In fact, the Court did not diminish the First Amendment's protection of opinion and overruled no precedents, let alone two decades of them. It did hold, however, that opinion requires no new constitutional protection because the conventional safeguards of freedom of expression adequately protect opinion in libel cases. It held, too, that if an expression of opinion implied an assertion of objective fact on a matter of public concern, no liability for defamation would exist unless the party bringing suit proved that the publication was false and published with malice in the case of a public official or a public figure, or false and published with "some level of fault" in the case of a private individual involved in a matter of public concern.

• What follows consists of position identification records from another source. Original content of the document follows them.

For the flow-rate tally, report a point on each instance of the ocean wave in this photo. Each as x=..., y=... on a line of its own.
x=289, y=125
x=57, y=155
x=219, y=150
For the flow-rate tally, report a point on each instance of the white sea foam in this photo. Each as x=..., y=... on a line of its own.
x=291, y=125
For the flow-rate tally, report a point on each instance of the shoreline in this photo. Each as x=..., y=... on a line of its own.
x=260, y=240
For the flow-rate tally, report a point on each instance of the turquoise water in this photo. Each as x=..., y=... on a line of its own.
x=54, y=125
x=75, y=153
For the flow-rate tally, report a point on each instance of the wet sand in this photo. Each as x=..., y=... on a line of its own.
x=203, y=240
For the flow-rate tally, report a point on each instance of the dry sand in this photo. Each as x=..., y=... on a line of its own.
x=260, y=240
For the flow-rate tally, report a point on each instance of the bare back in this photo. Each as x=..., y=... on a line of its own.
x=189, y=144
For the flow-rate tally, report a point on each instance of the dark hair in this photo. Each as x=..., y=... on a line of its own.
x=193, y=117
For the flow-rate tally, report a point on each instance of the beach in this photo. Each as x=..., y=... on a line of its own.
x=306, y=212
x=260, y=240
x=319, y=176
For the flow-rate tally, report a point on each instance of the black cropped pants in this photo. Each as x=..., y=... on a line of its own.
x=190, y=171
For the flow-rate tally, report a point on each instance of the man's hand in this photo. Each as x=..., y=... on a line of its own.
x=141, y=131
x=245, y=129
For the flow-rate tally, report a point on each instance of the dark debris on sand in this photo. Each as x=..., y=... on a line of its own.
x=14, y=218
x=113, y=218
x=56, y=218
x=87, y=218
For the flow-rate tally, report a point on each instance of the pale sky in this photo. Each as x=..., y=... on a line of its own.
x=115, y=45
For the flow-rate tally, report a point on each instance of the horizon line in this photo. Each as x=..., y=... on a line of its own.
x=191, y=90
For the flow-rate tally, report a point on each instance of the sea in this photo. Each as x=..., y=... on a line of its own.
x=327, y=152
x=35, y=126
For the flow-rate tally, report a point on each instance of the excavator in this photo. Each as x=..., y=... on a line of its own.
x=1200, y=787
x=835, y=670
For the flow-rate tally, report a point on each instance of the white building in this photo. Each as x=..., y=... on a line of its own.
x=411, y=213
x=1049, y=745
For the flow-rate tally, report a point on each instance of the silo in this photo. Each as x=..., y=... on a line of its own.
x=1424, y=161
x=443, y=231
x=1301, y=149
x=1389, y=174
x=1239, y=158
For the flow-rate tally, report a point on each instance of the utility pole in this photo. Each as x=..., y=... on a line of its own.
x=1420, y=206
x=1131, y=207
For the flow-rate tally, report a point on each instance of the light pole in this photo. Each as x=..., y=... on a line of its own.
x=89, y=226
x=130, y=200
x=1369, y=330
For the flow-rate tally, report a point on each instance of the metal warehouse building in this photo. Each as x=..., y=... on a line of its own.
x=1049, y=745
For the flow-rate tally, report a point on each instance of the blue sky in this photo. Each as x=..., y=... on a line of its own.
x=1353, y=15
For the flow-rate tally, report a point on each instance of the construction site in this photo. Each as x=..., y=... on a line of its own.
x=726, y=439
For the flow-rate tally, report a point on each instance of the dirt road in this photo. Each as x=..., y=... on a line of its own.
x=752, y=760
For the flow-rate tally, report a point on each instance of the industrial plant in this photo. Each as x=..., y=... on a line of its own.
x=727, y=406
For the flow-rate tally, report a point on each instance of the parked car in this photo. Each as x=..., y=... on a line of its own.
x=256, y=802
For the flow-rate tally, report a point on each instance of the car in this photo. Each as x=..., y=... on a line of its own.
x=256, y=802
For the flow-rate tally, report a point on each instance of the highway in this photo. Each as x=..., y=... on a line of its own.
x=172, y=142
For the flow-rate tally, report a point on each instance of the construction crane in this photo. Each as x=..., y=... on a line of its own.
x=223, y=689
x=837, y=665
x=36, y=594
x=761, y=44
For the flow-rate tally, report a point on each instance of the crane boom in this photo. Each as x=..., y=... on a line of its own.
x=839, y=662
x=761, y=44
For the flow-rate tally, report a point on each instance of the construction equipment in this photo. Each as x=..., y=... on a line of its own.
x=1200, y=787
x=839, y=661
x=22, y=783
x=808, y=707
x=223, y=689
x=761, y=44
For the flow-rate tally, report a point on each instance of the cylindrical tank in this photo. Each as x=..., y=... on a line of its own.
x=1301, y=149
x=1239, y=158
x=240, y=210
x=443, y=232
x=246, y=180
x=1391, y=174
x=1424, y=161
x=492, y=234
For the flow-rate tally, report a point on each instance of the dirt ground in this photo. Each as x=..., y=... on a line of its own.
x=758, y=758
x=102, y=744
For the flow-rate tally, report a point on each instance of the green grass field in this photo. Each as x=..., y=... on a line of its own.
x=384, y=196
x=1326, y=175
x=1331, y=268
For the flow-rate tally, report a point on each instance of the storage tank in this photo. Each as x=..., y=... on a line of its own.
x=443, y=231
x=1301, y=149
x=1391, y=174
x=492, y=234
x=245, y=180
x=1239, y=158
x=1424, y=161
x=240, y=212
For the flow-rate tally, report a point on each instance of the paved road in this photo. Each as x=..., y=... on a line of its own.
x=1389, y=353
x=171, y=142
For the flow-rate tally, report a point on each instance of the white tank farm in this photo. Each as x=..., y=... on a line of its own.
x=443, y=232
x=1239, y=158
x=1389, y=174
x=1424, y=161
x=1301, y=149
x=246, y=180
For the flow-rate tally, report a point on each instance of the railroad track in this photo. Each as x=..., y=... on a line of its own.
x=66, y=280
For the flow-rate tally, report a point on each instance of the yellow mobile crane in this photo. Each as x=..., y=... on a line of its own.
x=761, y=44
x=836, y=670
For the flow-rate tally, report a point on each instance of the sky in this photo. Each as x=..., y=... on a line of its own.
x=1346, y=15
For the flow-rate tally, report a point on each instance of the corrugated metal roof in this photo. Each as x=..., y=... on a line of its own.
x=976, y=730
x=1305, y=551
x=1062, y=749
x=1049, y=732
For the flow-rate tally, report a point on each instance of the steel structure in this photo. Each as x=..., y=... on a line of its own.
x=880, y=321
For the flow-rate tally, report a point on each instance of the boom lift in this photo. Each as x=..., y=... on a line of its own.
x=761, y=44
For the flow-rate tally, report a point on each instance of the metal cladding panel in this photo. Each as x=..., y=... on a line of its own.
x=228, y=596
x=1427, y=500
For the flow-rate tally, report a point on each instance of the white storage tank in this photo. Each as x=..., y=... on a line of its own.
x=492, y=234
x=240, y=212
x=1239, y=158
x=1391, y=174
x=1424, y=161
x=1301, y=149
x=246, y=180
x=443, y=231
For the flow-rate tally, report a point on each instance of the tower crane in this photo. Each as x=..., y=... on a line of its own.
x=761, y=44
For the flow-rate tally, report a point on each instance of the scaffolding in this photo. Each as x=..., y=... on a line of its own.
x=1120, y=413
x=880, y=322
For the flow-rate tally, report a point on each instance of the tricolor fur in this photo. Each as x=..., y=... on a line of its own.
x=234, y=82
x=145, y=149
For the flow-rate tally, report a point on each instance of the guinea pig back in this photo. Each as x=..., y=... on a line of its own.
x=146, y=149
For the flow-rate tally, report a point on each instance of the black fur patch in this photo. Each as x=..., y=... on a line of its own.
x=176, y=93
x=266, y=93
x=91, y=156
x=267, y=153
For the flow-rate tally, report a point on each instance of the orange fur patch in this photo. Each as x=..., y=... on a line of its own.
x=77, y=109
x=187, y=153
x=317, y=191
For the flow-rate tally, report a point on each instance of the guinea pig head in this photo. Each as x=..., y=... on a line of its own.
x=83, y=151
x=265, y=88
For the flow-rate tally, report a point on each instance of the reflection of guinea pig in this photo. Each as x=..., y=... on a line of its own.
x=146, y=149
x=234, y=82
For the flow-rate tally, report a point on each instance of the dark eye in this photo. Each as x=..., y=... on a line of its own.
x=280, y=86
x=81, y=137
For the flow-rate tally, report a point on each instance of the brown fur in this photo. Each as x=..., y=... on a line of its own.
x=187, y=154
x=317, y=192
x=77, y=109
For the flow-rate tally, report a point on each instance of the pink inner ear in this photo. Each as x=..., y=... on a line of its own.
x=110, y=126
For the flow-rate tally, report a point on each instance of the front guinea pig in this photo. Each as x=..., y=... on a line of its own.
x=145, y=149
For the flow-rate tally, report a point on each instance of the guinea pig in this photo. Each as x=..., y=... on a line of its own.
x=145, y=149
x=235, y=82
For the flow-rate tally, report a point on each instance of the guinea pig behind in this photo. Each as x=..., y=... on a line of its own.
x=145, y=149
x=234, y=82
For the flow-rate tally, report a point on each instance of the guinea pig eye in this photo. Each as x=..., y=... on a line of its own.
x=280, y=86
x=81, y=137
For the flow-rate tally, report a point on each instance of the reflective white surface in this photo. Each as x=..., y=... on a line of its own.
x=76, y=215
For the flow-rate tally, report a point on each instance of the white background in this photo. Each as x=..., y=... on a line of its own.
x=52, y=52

In this case, the publication accused a private individual of perjuring himself in a judicial proceeding on a matter of public concern, but the accusation was couched in terms of opinion, for example, "anyone who attended the [wrestling] meet … knows in his heart that [Coach] Milkovich … lied at the hearing." Chief Justice william h. rehnquist, for the Court, observed that the writer should not escape liability merely because he used words such as "I think," because he might do as much damage to an individual's reputation as he would by saying flatly that he had lied.

The publishing company sought a special rule distinguishing "fact" from "opinion" and exempting opinion from the law of libel. This is what the Court refused to do because some opinions connoted facts for which their authors ought to be responsible. The Court made clear, however, that "a statement of opinion relating to a matter of public concern which does not contain a provably false factual connotation will receive full constitutional protection."

justices william j. brennan and thurgood marshall dissented, but only on the question as to whether the publisher in this case should be held accountable for libel. Significantly, Brennan, who was the Court's foremost exponent of freedom of the press in libel cases, declared that Rehnquist addressed the issue of First Amendment protection of opinion "cogently and almost entirely correctly. I agree with the Court that … only defamatory statements that are capable of being proved false are subject to liability under state libel law." Thus, the Court did not diminish constitutional protections of opinion and held, properly, that existing First Amendment doctrines adequately served to insulate from libel prosecutions the expression of sheer opinion in matters of public interest.